CUDA and Exponentiation

I think I asked something about this long ago, but I thought it might be useful to ask now that CUDA Fortran is here.

Namely, what is the best way to handle exponentiation in CUDA Fortran? I’m currently trying to transform an old F77 code into CUDA Fortran, and so I’m encountering many of those tricks you see in hand-optimized code. For example, in my code, a variable is raised to the 58th power by:

yy=x*x
yy1=yy*yy
yy1=yy1*yy1
yy2=yy1*yy1
yy3=yy2*yy2
y=yy*yy1*yy2*yy3

which uses 8 multiplies instead of a pow operation, which is probably a faster route than

y=x**58

when you are using a CPU. But, I began to wonder if, with CUDA, I’d be better off using the ** operator? First, perhaps the __powf call that might be used (if fastmath maps ** onto that, not sure) might execute in less cycles? Or, perhaps, that the reduced register pressure might be good in a sprawling code like mine (I use maxregcount so all extra registers go to global memory)?

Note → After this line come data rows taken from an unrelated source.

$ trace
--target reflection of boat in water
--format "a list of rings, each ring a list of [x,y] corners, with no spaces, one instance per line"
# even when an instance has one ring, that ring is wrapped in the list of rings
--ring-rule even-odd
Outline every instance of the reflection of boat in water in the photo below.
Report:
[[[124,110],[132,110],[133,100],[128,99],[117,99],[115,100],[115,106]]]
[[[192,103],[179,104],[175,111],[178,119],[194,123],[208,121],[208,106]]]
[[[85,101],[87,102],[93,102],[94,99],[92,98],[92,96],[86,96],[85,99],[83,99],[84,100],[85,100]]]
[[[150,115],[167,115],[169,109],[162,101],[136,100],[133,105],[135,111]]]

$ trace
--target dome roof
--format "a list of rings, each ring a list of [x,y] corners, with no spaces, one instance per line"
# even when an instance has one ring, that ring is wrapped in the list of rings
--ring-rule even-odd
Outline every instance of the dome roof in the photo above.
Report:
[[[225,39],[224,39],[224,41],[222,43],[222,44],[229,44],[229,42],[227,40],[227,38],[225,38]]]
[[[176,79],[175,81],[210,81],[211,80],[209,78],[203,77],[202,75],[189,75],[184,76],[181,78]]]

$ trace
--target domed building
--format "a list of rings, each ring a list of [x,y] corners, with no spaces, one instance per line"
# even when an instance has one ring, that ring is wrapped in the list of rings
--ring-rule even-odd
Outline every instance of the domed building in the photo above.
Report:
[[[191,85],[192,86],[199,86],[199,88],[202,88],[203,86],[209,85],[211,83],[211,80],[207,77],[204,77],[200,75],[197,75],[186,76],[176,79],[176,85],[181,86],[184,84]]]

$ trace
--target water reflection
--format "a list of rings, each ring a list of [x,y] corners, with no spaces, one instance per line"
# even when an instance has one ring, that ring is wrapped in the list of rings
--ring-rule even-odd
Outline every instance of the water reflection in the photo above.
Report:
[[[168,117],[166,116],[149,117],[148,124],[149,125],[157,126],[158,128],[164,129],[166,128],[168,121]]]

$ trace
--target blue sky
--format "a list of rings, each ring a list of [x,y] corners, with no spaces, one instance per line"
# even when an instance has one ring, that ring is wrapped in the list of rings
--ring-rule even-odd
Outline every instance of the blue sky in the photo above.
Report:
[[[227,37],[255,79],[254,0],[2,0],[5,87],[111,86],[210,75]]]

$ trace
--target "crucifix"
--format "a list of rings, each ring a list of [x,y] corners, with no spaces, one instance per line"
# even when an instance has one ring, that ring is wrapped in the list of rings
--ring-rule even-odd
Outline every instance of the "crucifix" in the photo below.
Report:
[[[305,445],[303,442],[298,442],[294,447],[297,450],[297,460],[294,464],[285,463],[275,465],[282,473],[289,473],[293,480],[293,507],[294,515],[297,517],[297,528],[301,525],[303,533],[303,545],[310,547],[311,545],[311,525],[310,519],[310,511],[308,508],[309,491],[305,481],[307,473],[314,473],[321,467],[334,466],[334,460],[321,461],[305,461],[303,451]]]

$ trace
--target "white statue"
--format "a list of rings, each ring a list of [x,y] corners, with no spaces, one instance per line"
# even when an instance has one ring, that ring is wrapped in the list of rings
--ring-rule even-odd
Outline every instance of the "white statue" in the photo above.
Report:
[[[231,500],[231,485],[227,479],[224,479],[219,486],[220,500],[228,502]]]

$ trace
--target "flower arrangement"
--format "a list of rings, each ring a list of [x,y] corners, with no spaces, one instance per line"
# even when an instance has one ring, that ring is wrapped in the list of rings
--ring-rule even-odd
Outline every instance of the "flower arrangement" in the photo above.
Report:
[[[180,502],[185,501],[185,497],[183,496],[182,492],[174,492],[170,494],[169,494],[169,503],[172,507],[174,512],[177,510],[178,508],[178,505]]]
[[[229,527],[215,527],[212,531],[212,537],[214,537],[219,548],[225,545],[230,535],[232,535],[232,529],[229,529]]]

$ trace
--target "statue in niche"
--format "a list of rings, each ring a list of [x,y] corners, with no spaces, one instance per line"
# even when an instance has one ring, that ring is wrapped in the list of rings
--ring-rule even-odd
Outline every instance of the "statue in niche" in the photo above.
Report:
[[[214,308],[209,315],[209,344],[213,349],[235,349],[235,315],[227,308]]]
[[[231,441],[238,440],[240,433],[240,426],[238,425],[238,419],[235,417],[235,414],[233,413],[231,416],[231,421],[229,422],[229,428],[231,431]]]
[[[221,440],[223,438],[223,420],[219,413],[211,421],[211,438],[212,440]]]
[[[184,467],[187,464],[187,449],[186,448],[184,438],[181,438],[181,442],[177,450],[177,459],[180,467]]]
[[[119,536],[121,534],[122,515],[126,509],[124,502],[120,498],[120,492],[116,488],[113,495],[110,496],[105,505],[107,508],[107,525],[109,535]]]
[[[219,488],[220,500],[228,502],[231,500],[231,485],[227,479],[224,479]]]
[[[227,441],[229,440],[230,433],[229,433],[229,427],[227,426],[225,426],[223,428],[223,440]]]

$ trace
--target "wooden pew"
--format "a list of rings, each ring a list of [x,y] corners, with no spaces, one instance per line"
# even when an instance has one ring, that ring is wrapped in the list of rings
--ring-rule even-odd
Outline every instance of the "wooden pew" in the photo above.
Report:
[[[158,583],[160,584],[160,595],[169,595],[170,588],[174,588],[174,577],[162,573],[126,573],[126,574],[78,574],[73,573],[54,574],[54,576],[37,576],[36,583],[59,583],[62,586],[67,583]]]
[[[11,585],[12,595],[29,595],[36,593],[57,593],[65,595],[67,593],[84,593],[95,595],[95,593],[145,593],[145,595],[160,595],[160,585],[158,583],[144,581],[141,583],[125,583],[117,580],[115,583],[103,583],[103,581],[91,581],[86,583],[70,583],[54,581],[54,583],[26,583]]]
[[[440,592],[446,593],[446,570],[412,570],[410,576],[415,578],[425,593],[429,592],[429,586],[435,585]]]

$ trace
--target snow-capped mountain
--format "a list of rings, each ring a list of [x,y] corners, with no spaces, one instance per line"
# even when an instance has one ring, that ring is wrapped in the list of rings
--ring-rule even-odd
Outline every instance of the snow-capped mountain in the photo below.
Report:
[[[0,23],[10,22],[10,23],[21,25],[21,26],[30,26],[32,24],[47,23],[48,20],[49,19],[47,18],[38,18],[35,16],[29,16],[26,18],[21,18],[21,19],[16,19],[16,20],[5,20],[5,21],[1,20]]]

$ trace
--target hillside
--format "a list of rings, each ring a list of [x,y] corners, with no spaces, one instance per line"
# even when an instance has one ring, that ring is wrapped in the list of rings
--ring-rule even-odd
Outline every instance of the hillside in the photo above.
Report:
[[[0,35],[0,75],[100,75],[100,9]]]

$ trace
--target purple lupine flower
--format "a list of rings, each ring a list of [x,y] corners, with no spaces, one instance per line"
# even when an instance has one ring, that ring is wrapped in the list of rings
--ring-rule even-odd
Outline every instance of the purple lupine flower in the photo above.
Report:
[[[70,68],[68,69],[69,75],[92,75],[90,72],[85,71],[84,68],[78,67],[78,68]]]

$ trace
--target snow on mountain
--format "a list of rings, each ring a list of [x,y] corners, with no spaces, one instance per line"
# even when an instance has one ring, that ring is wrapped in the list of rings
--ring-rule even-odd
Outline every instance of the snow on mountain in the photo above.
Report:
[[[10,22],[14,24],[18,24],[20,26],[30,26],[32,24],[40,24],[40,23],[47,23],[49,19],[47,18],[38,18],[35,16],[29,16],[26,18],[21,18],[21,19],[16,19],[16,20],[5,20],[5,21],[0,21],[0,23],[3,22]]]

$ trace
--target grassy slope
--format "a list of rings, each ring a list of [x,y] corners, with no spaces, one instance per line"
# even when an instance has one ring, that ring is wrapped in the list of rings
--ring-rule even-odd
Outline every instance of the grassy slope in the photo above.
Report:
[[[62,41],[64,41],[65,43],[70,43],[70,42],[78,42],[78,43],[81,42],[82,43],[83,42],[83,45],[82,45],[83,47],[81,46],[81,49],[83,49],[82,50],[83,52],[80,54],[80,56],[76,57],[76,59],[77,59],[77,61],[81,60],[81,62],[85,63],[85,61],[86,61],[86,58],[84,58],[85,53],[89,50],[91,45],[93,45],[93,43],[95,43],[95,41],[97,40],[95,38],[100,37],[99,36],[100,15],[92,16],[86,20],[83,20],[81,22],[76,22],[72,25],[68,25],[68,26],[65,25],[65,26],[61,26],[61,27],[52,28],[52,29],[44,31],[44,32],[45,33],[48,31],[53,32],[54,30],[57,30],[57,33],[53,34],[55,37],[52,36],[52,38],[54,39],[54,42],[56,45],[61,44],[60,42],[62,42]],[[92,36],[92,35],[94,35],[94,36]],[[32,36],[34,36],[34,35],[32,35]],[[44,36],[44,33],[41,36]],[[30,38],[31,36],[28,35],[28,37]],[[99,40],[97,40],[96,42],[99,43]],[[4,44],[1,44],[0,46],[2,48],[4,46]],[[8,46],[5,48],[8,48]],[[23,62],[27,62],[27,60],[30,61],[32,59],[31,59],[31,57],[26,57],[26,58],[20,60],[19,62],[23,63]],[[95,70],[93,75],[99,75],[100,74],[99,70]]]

I ask mainly because there are many hand-coded **8, **6, and even a **58 and a **21 in this program. True, the best answer is try both out and benchmark, but at the moment this code won’t compile with -Mcuda due to too much local memory use (I’m working on cutting that down) and some weird issue with constant memory that might need a bug report (the constant struct has hundreds, thousands of entries…which isn’t right).

Matt

PS: Actually, I slightly lied. The **21 I mention above? It looks like it must be done the multiply route. Turns out the compiler gives equal results whether I use **58 or the multiplies above, but **21 is done differently than the multiply method in the current code, leading to floating-point differences.

Hi Matt,

Sorry, I have not looked at the performance of pow on a GPU so don’t know which is better.

What I do know is that the compiler will generate code that does the multiplication method for x**y where y <= 10. For values of y greater than 10, a ‘powf(x,y)’ (or pow is x is double precision) call is generated. If using “-Mcuda=fastmath”, ‘powf’ is replaced with the faster but less accurate “__powf” function.

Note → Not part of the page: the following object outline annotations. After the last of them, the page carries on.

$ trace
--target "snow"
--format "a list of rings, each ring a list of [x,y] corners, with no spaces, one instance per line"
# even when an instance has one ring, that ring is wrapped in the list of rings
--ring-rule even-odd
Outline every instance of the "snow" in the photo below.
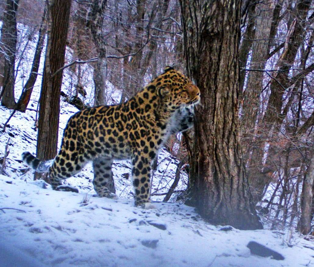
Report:
[[[296,233],[288,242],[288,232],[219,231],[194,208],[154,204],[157,209],[143,210],[130,199],[56,191],[42,181],[0,175],[0,265],[14,266],[10,260],[19,266],[314,265],[314,252],[304,247],[313,244]],[[251,254],[250,241],[285,259]]]
[[[23,32],[26,30],[19,27]],[[30,43],[34,47],[37,40],[33,39]],[[28,77],[32,61],[33,48],[26,51],[17,76],[17,97],[27,79],[21,77]],[[70,52],[68,49],[69,59]],[[92,74],[87,67],[82,67],[86,74],[82,81],[87,93],[85,103],[90,104]],[[66,70],[64,73],[62,87],[69,95],[75,82],[70,73]],[[244,231],[231,227],[222,231],[221,226],[203,221],[193,208],[160,202],[164,197],[160,193],[167,192],[174,180],[177,164],[165,149],[160,151],[153,178],[152,192],[155,195],[152,199],[156,209],[134,206],[131,165],[127,161],[115,162],[113,166],[117,200],[93,196],[90,164],[65,182],[78,188],[78,193],[54,191],[43,180],[33,181],[33,173],[23,165],[21,155],[25,151],[35,154],[35,110],[41,78],[38,77],[32,94],[29,106],[32,110],[25,113],[17,112],[5,132],[0,133],[0,157],[10,139],[5,175],[0,175],[0,266],[314,265],[314,251],[305,247],[314,248],[314,244],[293,229]],[[110,84],[107,87],[111,92],[110,103],[118,101],[120,92]],[[62,100],[60,110],[59,146],[68,120],[77,111]],[[0,106],[1,126],[11,112]],[[186,189],[187,181],[182,171],[176,190]],[[252,254],[246,247],[252,241],[281,253],[284,260]]]

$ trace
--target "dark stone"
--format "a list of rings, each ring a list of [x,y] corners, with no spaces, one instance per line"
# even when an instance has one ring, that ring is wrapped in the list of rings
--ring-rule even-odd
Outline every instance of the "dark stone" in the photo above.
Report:
[[[164,223],[153,221],[147,221],[147,222],[151,225],[154,226],[161,230],[165,230],[167,229],[167,226],[166,226],[166,225]]]
[[[157,247],[157,243],[159,240],[157,239],[152,239],[152,240],[143,240],[141,242],[142,244],[148,248],[155,248]]]
[[[262,257],[271,256],[272,259],[277,260],[284,259],[284,257],[280,253],[255,241],[250,241],[246,247],[250,249],[252,254]]]
[[[226,226],[223,226],[222,227],[221,227],[219,229],[219,231],[228,232],[228,231],[231,231],[233,229],[233,227],[232,226],[230,226],[230,225],[227,225]]]

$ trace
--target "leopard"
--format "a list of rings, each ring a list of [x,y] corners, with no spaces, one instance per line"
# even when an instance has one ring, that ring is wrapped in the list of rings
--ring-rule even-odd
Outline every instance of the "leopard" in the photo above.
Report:
[[[92,161],[93,184],[100,197],[116,199],[108,186],[114,160],[131,160],[135,206],[150,203],[151,164],[169,136],[190,128],[200,92],[191,80],[167,66],[133,97],[117,105],[78,111],[69,119],[61,147],[54,159],[41,161],[30,152],[24,162],[38,172],[47,172],[53,189],[78,192],[62,181]]]

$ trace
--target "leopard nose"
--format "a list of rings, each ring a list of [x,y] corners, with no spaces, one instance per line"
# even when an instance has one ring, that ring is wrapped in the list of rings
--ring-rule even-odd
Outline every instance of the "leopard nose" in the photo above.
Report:
[[[191,84],[188,89],[189,92],[191,95],[200,95],[199,89],[196,85],[194,84]]]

Actually, I slightly lied. The **21 I mention above? It looks like it must be done the multiply route. Turns out the compiler gives equal results whether I use **58 or the multiplies above, but **21 is done differently than the multiply method in the current code, leading to floating-point differences

With **21 the compiler is calling the ‘powf’ routine which is accurate to 5ulps (not very accurate). I don’t know the accuracy of ‘__powf’, but would assume it’s worse.

  • Mat

So, for x**8, even the GPU code will use the multiply method? Or is that only for CPU?

Actually, I slightly lied. The **21 I mention above? It looks like it must be done the multiply route. Turns out the compiler gives equal results whether I use **58 or the multiplies above, but **21 is done differently than the multiply method in the current code, leading to floating-point differences

With **21 the compiler is calling the ‘powf’ routine which is accurate to 5ulps (not very accurate). I don’t know the accuracy of ‘__powf’, but would assume it’s worse.

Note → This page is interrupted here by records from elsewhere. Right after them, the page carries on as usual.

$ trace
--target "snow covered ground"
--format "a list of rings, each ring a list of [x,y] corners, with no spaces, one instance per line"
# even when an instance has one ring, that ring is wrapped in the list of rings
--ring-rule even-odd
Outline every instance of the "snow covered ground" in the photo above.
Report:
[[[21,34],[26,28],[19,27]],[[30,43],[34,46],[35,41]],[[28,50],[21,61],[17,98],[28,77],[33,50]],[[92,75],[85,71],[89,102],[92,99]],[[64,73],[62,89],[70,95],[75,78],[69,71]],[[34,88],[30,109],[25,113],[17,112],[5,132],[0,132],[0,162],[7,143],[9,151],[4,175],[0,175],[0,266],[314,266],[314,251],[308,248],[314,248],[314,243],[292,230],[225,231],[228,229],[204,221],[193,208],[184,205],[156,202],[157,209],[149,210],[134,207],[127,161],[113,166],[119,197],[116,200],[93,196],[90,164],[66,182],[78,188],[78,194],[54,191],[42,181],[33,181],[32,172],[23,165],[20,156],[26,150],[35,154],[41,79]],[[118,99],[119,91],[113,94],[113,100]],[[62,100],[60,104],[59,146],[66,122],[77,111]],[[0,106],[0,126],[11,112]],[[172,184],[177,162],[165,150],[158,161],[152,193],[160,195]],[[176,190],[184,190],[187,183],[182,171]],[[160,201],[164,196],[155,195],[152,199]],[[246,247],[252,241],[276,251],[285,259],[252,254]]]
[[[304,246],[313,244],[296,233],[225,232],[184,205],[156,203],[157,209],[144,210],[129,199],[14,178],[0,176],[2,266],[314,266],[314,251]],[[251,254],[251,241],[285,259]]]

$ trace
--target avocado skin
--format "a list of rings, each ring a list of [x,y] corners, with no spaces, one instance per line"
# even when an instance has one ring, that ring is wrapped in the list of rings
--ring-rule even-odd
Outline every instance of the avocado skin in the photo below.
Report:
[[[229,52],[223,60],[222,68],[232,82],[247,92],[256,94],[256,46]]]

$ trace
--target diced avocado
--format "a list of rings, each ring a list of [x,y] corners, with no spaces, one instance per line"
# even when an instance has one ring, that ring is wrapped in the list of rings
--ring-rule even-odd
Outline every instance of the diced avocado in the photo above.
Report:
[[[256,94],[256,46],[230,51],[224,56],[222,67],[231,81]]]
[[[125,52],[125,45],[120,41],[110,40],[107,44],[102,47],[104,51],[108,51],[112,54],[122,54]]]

Huh. I guess I’m surprised then that 58 is the same either way (that is x58 gives the same answer as the multiply route on a CPU). Perhaps, though, that isn’t being used or, with such a large exponent, the number is butting up against the single-precision limit near 0 or 1? Hmm.

Of course, all this will be answered if and when I can get the GPU code to compile. Though I’m guessing many a forum post and support email will occur before then!

Thanks,
Matt

Hi Matt,

So, for x**8, even the GPU code will use the multiply method? Or is that only for CPU?

Both actually.

Of course, all this will be answered if and when I can get the GPU code to compile. Though I’m guessing many a forum post and support email will occur before then!

Thankfully we don’t charge on a per question basis, so keep’m coming!

  • Mat